Reran it after the last fix;

1 failed -- the single failure is broadcast Float16 precision issue at GPUArrays/test/testsuite/broadcasting.jl:131 (pre-existing)
12 failed, 12 errors -- all failures are in Float16 \ matrix division (rocSOLVER numerical precision issue, pre-existing)

gbaraldi · 2026-02-23T21:15:14Z

Can you split the arch thing into a separate PR?

src/AMDGPU.jl

src/memory.jl

gbaraldi · 2026-02-23T21:29:09Z

I guess the main idea is what is motivating this? Changing the whole memory allocation logic should have some benchmarks/motivation associated with the PR.
I don't want to discourage work on this BTW.
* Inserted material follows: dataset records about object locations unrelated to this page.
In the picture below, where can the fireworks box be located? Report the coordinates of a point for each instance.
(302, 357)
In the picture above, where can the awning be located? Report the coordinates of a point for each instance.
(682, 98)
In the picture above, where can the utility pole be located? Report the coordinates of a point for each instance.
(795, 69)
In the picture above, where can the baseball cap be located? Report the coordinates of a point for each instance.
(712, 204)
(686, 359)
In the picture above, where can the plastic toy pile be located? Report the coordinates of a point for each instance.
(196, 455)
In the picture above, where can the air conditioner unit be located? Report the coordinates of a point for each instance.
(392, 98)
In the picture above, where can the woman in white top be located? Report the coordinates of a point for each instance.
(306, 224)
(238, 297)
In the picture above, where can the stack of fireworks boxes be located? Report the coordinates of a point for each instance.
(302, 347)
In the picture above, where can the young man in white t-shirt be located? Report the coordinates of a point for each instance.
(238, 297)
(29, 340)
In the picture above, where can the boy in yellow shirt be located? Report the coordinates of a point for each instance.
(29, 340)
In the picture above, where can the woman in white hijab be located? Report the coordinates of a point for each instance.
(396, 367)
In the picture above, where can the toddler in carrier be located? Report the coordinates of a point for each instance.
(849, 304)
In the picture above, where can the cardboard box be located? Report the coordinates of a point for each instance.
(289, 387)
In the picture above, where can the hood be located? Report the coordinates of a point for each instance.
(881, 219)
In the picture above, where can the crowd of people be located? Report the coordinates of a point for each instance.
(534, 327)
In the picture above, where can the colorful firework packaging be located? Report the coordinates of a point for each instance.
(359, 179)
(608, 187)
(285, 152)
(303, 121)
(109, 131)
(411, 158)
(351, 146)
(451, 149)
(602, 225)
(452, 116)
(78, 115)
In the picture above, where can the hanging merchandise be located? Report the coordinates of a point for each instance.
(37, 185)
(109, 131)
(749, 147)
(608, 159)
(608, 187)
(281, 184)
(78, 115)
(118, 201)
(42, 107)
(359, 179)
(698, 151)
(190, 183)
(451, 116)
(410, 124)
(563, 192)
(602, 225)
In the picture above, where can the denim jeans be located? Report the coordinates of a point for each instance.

Also FYI if this was written with AI help please do mention it, we have nothing against AI if the user is on the loop, but disclosure is needed

luraess · 2026-02-23T21:58:28Z

Thanks for looking into memory allocation and management challenges.

Given this has possibly critical impacts in terms of reliability and performance of the software, I am thankful that other JuliaGPU devs are looking into it as well.

I'd second @gbaraldi suggestions and would also like to see some benchmark in order to assess the situation. Running GC too often may have significant performance impacts and not all workflows or application may actually benefit from e.g. having eager_gc enabled.

neoblizz · 2026-02-24T04:08:46Z

@luraess thanks!
@gbaraldi Thank you for the review! Definitely not discouraged.

I guess the main idea is what is motivating this? Changing the whole memory allocation logic should have some benchmarks/motivation associated with the PR.

I understand this is a big change, I was running into situations where I was running a code that resulted in a lot large memory usage in AMD than in CUDA (ran out of memory on AMD GPU with much larger memory than a CUDA GPU with much smaller memory). After a good bit of investigation I narrowed it down to the functionality differences in the gc and how memory is reclaimed on CUDA.jl vs. AMDGPU.jl. I can provide some motivating data associated with this change soon.

Also FYI if this was written with AI help please do mention it, we have nothing against AI if the user is on the loop, but disclosure is needed

Understood - Will add a disclosure, its not entirely AI written. I did use it to help me understand the differences between CUDA.jl's implementation and this.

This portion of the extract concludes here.